Donnelly, Jack. ‘The Relative Universality of Human Rights’. Human Rights Quarterly. vol. 29 (2007). p. 281-306
Donnelly, a human rights scholar since 1980, tries to bridge two sides of human rights debate; universalist and relativist. From different aspects and views, human rights can be universal or relative. He argues that one must understand human rights properly to see the probability of various entities to fit within universality. He believes that human rights is undoubtedly compatible to diverse cultures due to relative universality of human rights. He explores the universality of human rights by providing many layers of questions within debate to show how relative universality might be. Although anthropological and ontological universality are fragile against challenges, conceptual, functional, international legal and overlapping consensus universality are reasonable. He believes that human rights is universal but states implementation is relative. However, the writing itself is obscure. It is confusing since it jumps from one universality to others without actually connecting them at some point. From conceptual to overlapping universality, nothing has common trait.

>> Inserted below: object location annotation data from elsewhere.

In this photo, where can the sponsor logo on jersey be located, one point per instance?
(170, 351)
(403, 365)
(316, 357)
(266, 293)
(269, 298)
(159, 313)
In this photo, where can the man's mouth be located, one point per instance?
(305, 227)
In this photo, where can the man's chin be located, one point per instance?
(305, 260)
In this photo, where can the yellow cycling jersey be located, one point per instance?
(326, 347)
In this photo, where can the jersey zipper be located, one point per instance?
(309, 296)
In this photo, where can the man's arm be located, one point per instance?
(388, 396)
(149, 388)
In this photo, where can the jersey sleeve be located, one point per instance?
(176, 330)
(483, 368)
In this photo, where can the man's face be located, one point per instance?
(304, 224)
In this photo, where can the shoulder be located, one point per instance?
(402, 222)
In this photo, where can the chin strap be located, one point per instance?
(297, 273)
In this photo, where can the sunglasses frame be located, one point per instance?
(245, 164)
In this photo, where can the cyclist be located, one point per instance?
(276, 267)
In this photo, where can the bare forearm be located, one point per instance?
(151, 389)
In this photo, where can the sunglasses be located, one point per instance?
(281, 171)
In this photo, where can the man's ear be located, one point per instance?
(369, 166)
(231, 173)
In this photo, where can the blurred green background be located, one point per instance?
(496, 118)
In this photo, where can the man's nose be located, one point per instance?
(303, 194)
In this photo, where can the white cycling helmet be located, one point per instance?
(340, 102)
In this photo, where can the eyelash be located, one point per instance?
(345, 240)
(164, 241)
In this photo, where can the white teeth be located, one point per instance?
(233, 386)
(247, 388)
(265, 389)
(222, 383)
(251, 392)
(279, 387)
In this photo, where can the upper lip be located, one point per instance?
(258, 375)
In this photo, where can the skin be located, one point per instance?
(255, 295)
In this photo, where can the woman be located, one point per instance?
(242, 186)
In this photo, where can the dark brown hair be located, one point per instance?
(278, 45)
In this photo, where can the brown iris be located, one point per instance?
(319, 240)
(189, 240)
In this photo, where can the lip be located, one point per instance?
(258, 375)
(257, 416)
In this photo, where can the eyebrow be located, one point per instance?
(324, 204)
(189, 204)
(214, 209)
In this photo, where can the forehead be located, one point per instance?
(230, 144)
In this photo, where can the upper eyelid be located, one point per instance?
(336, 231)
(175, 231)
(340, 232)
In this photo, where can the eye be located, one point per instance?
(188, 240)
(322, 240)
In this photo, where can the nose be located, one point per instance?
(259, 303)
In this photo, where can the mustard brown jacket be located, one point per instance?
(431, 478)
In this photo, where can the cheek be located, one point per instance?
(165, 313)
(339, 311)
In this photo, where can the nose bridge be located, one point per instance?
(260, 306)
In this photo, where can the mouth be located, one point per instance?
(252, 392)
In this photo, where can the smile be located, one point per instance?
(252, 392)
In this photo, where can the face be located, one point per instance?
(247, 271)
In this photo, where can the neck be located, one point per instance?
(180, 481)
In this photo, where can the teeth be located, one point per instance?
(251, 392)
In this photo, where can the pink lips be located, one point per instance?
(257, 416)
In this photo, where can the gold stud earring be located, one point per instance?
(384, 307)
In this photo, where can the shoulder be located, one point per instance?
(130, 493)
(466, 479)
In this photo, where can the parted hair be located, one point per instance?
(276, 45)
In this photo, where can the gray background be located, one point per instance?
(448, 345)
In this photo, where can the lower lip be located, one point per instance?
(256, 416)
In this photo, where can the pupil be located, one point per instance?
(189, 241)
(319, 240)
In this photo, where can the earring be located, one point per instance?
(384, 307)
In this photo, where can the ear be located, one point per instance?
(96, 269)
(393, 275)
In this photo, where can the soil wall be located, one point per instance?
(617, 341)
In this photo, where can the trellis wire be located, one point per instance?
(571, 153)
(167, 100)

The article shows a clear well-organized structure but it has less coherent logic especially between versions of universality. Beginner reader will find it hard to comprehend the essence of arguments in the article. People usually answer whether human rights is universal or relative by seeing historical and cultural account behind its construction. This article will help to understand better human rights debate from different perspectives. In his effort to defend universality, Donnelly also gives credit to its opponent as attempt to prevent arrogant and abusive powerful states from using universal human rights as personal means.